Our study showed that the concordances in squamous cell carcinomas cases were better than those in adenocarcinomas cases. This can be attributed to the fact that there are abundant histological variants of adenocarcinomas cases. Thus, more histological variants of adenocarcinoma samples are needed to test and improve the accuracy of the image analysis algorithm. Moreover, as noted earlier, the consistency in squamous cell carcinomas and adenocarcinomas varied at different cutoff evaluations. At low cutoff values, the concordances in adenocarcinomas were better. However, in case of moderate or high cutoff values, the concordances in squamous cell carcinomas were more satisfied than adenocarcinomas. This might be because of the differences in the rate of positive cases between squamous cell carcinomas and adenocarcinomas. Further observations are consistent with previously published studies [29, 30], where more PD-L1 high expression cases in squamous cell carcinomas were observed, which indicated that in the positive tumor cell or region training datasets, there were more squamous cell carcinoma tags than adenocarcinomas. At the same time, more negative adenocarcinoma tags were included in the training dataset. Moreover, previously published studies exhibited that PD-L1 expression was significantly higher in the more aggressive variants of adenocarcinomas (e.g., papillary and solid types) than in the common others (e.g., lepidic and acinar types) [29,30,31]. It should be noted that the ratio of PD-L1 staining was different in various variants of adenocarcinomas.

Besides tumor cells, PD-L1 expression of immune cells also influence the effectiveness of immunotherapy [1]. However, compared with TPS, the concordances of IPS by different pathologists were low [13]. We optimized our image analysis for IPS evaluation. The result demonstrated that high IPS scores were significantly associated with high TPS cases. As same as our results, the previous researches have mentioned that high PD-L1 expression in immune cells was significantly associated with high PD-L1 level in tumor [32, 33]. Actually, there were limited research about automated IPS evaluation.

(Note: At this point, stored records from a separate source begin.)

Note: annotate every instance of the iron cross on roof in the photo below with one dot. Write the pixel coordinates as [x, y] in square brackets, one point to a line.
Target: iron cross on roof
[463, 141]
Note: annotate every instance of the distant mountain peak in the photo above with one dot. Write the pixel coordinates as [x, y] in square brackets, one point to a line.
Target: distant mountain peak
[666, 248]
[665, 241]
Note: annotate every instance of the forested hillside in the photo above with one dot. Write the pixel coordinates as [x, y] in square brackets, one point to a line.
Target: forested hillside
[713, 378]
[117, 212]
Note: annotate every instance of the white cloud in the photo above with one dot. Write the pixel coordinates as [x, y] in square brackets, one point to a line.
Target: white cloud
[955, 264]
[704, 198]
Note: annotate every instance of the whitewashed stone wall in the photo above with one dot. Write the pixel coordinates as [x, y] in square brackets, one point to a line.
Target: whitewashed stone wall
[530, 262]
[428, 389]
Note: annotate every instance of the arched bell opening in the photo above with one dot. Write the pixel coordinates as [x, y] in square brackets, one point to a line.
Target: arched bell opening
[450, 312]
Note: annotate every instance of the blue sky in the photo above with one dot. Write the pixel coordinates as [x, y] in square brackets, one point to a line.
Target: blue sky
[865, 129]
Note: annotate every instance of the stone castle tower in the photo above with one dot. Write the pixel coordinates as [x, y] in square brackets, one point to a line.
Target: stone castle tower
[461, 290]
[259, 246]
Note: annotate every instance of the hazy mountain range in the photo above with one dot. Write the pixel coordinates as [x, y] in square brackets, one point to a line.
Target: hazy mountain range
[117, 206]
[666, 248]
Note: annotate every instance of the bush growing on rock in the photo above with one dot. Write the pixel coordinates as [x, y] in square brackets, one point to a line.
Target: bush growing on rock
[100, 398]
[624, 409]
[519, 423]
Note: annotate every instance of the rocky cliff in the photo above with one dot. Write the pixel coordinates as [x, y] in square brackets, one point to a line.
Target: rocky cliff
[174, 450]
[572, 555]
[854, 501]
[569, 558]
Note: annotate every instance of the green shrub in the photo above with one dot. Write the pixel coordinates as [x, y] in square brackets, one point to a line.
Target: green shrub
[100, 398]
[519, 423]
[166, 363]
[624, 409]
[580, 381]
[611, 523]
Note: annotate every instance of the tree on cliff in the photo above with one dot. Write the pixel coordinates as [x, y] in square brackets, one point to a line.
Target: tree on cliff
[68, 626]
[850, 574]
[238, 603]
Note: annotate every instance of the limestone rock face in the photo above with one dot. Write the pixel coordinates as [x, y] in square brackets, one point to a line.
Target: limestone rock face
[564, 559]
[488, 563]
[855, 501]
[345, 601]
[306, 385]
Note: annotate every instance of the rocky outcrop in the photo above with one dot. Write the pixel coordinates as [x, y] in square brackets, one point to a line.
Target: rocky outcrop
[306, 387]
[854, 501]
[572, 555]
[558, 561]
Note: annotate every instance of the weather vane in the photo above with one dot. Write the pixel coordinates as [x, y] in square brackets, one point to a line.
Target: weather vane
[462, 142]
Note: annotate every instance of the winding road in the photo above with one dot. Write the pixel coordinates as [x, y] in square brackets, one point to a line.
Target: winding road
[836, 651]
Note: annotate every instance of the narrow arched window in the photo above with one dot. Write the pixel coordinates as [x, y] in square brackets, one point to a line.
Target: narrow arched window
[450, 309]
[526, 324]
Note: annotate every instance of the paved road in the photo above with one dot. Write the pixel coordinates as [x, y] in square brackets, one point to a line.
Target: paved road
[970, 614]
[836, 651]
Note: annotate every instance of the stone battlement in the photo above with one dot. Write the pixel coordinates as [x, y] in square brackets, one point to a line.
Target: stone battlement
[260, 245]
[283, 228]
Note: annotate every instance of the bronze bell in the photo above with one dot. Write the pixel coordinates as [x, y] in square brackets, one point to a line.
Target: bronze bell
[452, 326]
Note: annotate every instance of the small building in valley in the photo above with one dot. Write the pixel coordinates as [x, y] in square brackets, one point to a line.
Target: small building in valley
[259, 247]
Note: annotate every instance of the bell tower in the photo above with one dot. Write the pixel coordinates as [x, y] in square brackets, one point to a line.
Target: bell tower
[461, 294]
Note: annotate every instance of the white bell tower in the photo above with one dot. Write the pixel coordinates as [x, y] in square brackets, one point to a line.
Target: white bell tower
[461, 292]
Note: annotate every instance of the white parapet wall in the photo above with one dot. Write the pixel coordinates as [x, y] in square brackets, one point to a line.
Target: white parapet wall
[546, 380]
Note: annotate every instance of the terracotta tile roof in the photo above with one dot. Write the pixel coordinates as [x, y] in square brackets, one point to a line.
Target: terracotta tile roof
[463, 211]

This is partially due to the difficulties of recognizing and distinguishing tumor regions and tumor related immune cells. Our research revealed that combining R-Net and C-Net could improve the accuracy of automated IPS evaluation. However, we need assess the concordances between pathologists and image analysis IPS scores directly in the future.

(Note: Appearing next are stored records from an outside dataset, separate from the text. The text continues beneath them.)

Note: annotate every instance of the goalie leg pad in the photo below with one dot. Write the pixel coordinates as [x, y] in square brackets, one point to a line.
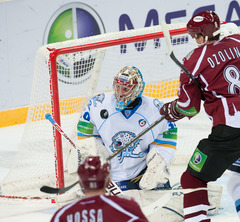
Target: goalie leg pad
[157, 172]
[85, 147]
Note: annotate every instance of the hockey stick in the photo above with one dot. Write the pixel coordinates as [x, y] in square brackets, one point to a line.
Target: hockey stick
[112, 187]
[53, 190]
[173, 57]
[137, 137]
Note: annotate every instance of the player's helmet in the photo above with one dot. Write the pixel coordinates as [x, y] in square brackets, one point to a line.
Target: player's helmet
[93, 175]
[128, 84]
[206, 23]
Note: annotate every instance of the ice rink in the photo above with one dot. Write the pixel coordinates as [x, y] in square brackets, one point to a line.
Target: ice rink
[38, 211]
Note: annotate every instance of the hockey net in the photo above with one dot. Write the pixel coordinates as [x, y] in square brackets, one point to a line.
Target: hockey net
[67, 75]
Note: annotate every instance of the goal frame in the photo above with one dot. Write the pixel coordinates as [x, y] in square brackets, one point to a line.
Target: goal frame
[54, 84]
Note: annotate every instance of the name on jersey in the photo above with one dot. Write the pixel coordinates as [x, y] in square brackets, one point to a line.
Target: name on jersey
[223, 56]
[86, 215]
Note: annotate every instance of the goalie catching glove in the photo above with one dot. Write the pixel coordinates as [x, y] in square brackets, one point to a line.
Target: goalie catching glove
[157, 172]
[170, 112]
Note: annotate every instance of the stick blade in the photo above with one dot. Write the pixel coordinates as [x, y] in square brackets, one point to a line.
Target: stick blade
[50, 190]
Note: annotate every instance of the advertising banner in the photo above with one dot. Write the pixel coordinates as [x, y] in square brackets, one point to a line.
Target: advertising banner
[26, 25]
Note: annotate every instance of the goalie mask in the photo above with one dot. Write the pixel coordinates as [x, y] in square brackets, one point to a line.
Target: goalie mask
[128, 85]
[93, 175]
[206, 23]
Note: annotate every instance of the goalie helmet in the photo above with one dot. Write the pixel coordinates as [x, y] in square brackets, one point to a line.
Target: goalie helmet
[92, 174]
[206, 23]
[128, 84]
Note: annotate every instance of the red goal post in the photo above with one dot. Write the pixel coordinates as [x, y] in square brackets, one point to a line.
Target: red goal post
[66, 75]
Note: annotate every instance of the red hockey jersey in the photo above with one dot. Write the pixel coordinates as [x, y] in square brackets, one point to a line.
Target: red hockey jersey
[217, 68]
[100, 208]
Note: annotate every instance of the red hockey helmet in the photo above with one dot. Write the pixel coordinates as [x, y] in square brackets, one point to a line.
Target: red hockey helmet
[93, 175]
[206, 23]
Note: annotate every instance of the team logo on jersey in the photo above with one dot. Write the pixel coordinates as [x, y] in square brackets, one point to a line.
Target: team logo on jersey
[197, 161]
[119, 140]
[98, 98]
[127, 112]
[104, 114]
[142, 122]
[158, 104]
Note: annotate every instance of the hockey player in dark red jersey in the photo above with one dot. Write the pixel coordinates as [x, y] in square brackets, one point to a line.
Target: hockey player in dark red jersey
[96, 206]
[215, 64]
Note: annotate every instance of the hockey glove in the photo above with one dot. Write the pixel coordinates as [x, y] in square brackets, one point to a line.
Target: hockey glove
[170, 112]
[157, 172]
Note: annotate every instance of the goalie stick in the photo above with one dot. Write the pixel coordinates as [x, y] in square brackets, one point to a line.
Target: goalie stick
[115, 188]
[112, 188]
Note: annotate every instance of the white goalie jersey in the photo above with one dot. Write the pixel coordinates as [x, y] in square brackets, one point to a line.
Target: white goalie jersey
[115, 129]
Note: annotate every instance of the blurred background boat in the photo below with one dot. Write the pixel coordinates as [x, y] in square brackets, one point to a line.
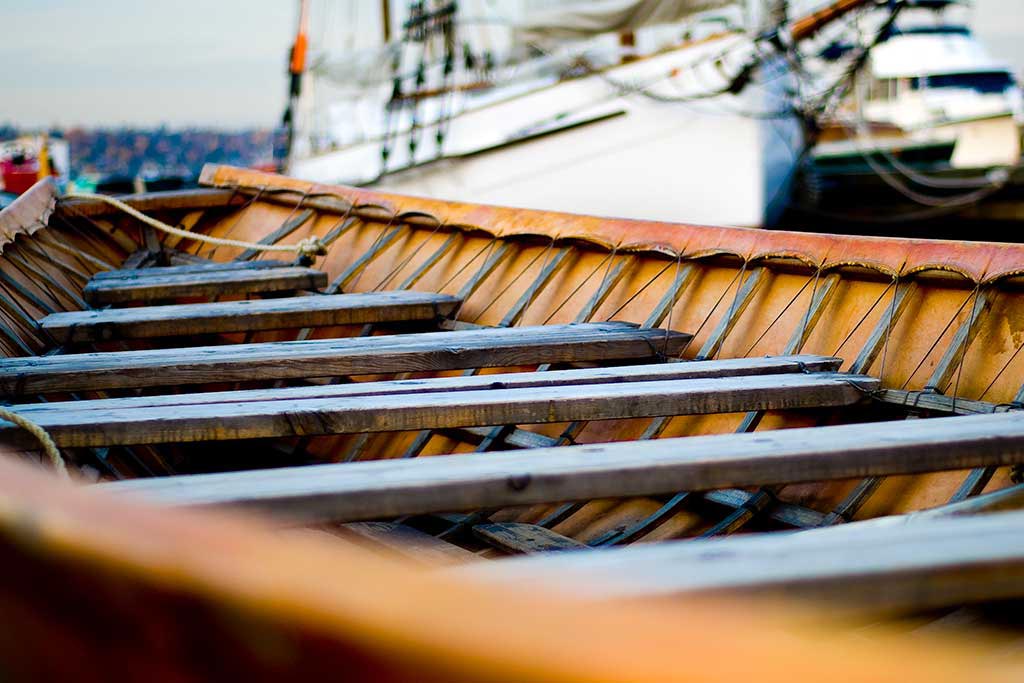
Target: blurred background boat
[667, 111]
[931, 128]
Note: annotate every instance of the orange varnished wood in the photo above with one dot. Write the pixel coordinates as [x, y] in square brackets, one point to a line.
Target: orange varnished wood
[197, 596]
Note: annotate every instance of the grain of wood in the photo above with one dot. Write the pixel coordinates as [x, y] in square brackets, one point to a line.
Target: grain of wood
[210, 284]
[577, 377]
[224, 316]
[883, 565]
[310, 417]
[333, 357]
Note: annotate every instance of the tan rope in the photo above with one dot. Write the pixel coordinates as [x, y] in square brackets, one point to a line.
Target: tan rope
[49, 447]
[306, 247]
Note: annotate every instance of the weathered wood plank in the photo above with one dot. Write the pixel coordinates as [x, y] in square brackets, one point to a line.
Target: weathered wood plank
[879, 565]
[407, 542]
[523, 539]
[580, 377]
[289, 226]
[308, 417]
[192, 269]
[382, 488]
[929, 400]
[222, 316]
[495, 347]
[213, 283]
[150, 202]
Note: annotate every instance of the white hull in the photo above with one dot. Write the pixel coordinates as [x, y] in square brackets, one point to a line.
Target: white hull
[583, 146]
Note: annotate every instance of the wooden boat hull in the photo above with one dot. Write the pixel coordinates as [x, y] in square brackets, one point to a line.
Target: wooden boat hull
[190, 594]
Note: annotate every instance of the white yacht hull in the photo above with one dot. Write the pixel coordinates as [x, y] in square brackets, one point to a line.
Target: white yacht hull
[584, 145]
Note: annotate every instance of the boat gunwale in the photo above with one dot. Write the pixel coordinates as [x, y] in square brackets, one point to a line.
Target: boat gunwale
[978, 263]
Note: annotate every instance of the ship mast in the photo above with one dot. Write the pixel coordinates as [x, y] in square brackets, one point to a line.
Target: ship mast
[296, 69]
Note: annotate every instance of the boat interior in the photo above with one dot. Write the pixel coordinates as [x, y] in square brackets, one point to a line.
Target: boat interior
[464, 400]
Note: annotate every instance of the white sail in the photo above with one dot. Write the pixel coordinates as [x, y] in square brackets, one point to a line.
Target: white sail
[583, 19]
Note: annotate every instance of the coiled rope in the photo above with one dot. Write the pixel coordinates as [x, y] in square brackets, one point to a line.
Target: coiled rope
[308, 247]
[49, 447]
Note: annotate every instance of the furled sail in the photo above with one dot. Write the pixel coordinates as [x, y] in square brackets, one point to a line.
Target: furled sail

There are several limitations in this study. First, the training or validation samples used for our research were core biopsy or large section samples. Cytology samples of patients in advanced stage of disease like fine needle aspiration biopsy, bronchoalveolar lavage fluid, and hydrothorax samples are required to further understand the efficiency of the image analysis [34]. Unfortunately, none of the pivotal clinical trials included cytology specimens for the development of the companion PD-L1 IHC assays [13]. Nevertheless, a series of studies have reported on the concordance of PD-L1 assessment on cytology versus matching surgical specimens, and tumor cell PD-L1 scoring between different PD-L1 IHC assays in cytology samples were reliable based on literature report [35,36,37]. Thus, utilization of our scoring algorithm in cytology samples are promising though further training and validation are warranted. In addition, earlier studies demonstrated that the PD-L1 expression between primary and metastatic tumors was discordant [38], and the PD-L1 expression of metastatic tumors was also associated with either immunotherapy response or survival [39]. Furthermore, as our training and validating cases consisted of primary tumors, recognizing positive and negative tumor cells among whole sample images would be a challenge.

Conclusion

In conclusion, the proposed automated TPS system based on image analysis algorithm comprising C-Net with a weighted pixel-wise cross-entropy as loss function and R-Net achieved a comparable concordance with pathologist scores. As observed in a previously published study [21], the concordances at high cutoff values were better than at low cutoff values. The concordances in squamous cell carcinomas and adenocarcinomas varied at different cutoff evaluations. In addition, our research revealed that combining R-Net and C-Net could potentially improve the accuracy of automated IPS evaluation.